Building fast ETL using SingleStore and AWS Glue

Disparate data systems have become a norm in many companies. The reasons for this vary: different teams in the organization select data system best suited for its primary function, the responsibility for choosing these data systems may have been decentralized across different departments, a merged company may still use separate data systems from the formerly individual companies, and many more. Data Integration combines data from these disparate data sources and helps users throughout the organization to fully leverage the inherent value in the data to gain meaningful and valuable insights. AWS Glue is a fully managed serverless data integration service that makes it easy to extract, transform, and load (ETL) from various data sources for analytics and data processing with Apache Spark ETL jobs. AWS Glue Spark runtime supports connectivity to popular data sources such as Amazon Simple Storage Service (Amazon S3), Amazon Relational Database Service (Amazon RDS), Amazon DynamoDB, Amazon Redshift, and Apache Kafka.

We recognize the existence of disparate data systems that best fit your application needs. AWS Glue custom connectors in AWS Glue Studio extends AWS Glue support for data sources beyond the native connection types. Now you can discover and subscribe to AWS Glue ETL connectors from AWS Marketplace from data sources that best fit your needs. AWS Partner SingleStore provides a relational SQL database that can handle both transactional and analytical workloads in a single system. New applications that need to combine transactional and analytical (HTAP—hybrid transaction analytical processing) requirements can take advantage of SingleStore DB. SingleStore provides a SingleStore connector for AWS Glue based on Apache Spark Datasource through AWS Marketplace. The fully managed, scale-out Apache Spark environment for ETL jobs provided by AWS Glue matches well to SingleStore’s distributed SQL design.

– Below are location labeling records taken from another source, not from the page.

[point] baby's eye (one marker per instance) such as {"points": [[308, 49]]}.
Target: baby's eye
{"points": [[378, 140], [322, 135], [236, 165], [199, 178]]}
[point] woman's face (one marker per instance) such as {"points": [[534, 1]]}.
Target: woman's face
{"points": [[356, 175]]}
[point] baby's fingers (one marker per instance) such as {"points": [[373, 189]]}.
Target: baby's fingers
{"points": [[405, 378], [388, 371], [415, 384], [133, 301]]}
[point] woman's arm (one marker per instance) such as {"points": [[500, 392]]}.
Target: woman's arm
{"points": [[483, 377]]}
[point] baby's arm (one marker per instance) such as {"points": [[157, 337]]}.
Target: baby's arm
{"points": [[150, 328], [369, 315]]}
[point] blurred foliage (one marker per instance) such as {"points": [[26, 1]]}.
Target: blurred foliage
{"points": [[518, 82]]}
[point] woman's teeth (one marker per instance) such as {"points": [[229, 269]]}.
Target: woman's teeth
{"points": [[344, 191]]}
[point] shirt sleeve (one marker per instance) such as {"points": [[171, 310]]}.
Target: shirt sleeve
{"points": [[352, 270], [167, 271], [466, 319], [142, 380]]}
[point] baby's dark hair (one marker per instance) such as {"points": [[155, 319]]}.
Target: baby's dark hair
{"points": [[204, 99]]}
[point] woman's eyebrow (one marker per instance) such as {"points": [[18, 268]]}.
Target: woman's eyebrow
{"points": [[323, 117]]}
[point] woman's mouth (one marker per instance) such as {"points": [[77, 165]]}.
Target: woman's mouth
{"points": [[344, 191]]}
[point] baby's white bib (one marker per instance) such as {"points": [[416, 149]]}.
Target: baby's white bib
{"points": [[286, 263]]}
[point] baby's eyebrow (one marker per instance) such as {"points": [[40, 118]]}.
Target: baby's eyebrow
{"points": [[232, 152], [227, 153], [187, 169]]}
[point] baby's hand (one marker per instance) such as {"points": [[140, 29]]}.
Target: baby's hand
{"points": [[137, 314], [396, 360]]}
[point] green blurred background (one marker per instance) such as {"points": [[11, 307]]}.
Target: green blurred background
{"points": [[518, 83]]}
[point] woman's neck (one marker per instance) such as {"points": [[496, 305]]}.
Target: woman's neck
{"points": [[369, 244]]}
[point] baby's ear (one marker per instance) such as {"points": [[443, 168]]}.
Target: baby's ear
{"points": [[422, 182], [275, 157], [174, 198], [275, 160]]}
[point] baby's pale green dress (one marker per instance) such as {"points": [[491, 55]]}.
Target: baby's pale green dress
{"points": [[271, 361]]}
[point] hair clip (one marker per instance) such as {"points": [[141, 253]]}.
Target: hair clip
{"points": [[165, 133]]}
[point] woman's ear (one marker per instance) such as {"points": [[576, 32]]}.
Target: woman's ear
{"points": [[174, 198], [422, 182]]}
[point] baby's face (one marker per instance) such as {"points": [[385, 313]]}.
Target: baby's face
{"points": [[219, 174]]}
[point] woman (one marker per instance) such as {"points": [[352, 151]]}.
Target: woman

This post shows how you can use AWS Glue custom connector from AWS Marketplace based on Apache Spark Datasource in AWS Glue Studio to create ETL jobs in minutes using an easy-to-use graphical interface.

The following architecture diagram shows SingleStore connecting with AWS Glue for an ETL job.

Now you can easily subscribe to the SingleStore connector on AWS Marketplace and create a connection to your SingleStore cluster. VPC networking and integration with AWS Secrets Manager for authentication credentials are supported for the connection.

Walkthrough overview

In this post, we demonstrate how to connect a SingleStore cluster in an AWS Glue ETL job as the source, transform the data, and store it back on a SingleStore cluster and in Apache Parquet format on Amazon S3. We use the TPC-H Benchmark dataset that is available as a sample dataset in SingleStore.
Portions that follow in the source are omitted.